Is swimming still popular?
Despite the problems that the industry is facing, swimming remains a hugely popular activity. However, participation numbers have been gradually falling for some time while other sports, such as running, tennis, and basketball, are increasing.
According to Sport England, children’s activity levels have recovered to pre-pandemic levels, but Swimming levels remain 5.6% below pre-pandemic markers. This is worrying for the swimming industry, but even those rosy figures regarding child activity levels are hugely misleading.
Only 47% of children participate in an average of 60 minutes or more of sport and physical activity a day – the recommended amount set out by the Chief Medical Officer. Children in the UK are less active than they ever have been. Again, the reasoning behind this falls well outside of our remit, but take your choice from lack of opportunity and education surrounding the benefits (only 43% of parents believe children should be active for at least 60 minutes every day), cost, available time, and a generally increasing sedentary lifestyle seen across all age groups.

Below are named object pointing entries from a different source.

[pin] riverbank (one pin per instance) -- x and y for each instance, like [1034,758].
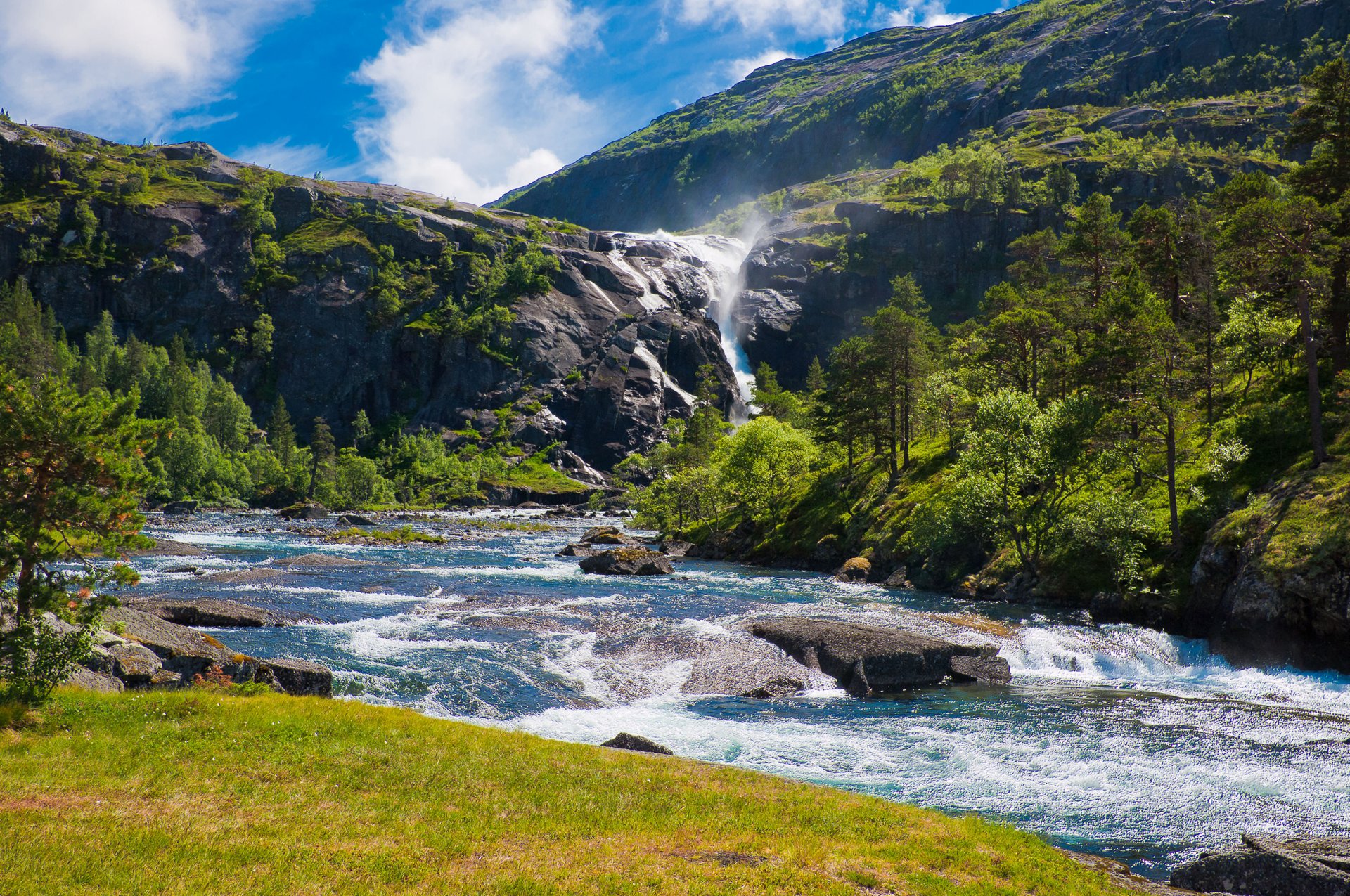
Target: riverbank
[193,791]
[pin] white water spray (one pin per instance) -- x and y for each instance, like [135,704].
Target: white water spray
[724,270]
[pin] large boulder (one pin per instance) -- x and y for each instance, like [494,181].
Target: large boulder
[628,561]
[303,512]
[866,659]
[302,677]
[636,743]
[218,614]
[1269,868]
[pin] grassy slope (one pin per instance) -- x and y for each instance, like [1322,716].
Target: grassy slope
[200,793]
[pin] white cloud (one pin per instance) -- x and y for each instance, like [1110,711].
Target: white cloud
[928,14]
[123,67]
[474,99]
[805,17]
[300,160]
[739,69]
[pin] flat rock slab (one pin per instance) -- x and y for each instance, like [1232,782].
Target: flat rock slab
[636,743]
[217,614]
[1318,866]
[628,561]
[864,659]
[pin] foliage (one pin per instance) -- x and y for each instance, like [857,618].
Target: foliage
[70,474]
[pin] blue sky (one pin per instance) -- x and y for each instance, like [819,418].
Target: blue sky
[459,98]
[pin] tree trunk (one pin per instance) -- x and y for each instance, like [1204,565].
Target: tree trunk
[1172,479]
[1310,358]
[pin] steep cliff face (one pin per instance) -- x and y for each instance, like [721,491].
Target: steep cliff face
[1272,583]
[369,290]
[899,93]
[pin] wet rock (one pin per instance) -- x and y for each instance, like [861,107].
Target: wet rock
[1264,866]
[899,580]
[776,689]
[984,668]
[91,680]
[607,535]
[855,570]
[628,561]
[303,512]
[179,648]
[321,560]
[168,548]
[864,659]
[636,743]
[302,677]
[354,520]
[205,611]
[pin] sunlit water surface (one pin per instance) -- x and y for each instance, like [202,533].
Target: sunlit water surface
[1113,740]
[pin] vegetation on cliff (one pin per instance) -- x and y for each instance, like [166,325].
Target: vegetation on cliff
[208,447]
[202,787]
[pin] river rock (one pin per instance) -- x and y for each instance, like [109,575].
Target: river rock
[302,677]
[864,659]
[607,535]
[210,613]
[1269,868]
[855,570]
[986,668]
[304,512]
[776,689]
[636,743]
[628,561]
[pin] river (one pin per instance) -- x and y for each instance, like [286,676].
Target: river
[1113,740]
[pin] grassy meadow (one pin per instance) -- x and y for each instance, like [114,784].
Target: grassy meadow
[200,791]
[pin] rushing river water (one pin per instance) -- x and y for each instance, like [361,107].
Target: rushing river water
[1113,740]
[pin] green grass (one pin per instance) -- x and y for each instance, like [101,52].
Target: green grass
[193,793]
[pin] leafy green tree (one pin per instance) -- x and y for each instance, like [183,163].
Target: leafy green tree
[281,434]
[323,453]
[1024,470]
[761,466]
[70,475]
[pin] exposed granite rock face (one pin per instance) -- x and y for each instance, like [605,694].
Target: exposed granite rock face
[211,613]
[1256,605]
[616,343]
[896,95]
[628,561]
[867,659]
[1269,868]
[636,743]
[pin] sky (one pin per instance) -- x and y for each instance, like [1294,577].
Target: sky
[465,99]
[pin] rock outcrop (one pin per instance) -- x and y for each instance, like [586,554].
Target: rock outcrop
[1264,866]
[150,652]
[628,561]
[211,613]
[610,351]
[636,743]
[867,659]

With such high overheads, the swimming industry is feeling those drops in numbers. Swimming remains the most popular physical activity for young children, and there might even be examples where numbers are holding firm or even rising slightly, but overall, figures have been dropping for over a decade.
How is the industry responding to the current crisis?
It’s clear to everybody that the swimming industry is facing enormous challenges and will probably face even more significant obstacles in the coming years and decades. While the current energy crisis is already beginning to ease, it’s too early to say that we’re out of the woods.
Issues such as declining numbers and cost-to-price ratio aren’t going away anytime soon. The average cost for entry into a swimming pool in the UK recently passed £5 for the first time, but this still falls well below what pools should be charging when solely considering their running costs.
Leisure centres often supplement their pool losses through other activities, such as gyms and group classes, but is this sustainable in the long run?
Encouraging more people to swim for the physical and mental benefits, safety aspect, and just plain fun of it is no mean feat. And unfortunately, we don’t have a magic answer for this. We all know about the enormous number of positives that come with swimming, but how we project that throughout our communities is far from clear.
Whether you want to call it a crisis or simply a challenging period is up to you – and perhaps a simple question of semantics. The swimming industry has a battle on its hands, and it’s up to us to find a solution.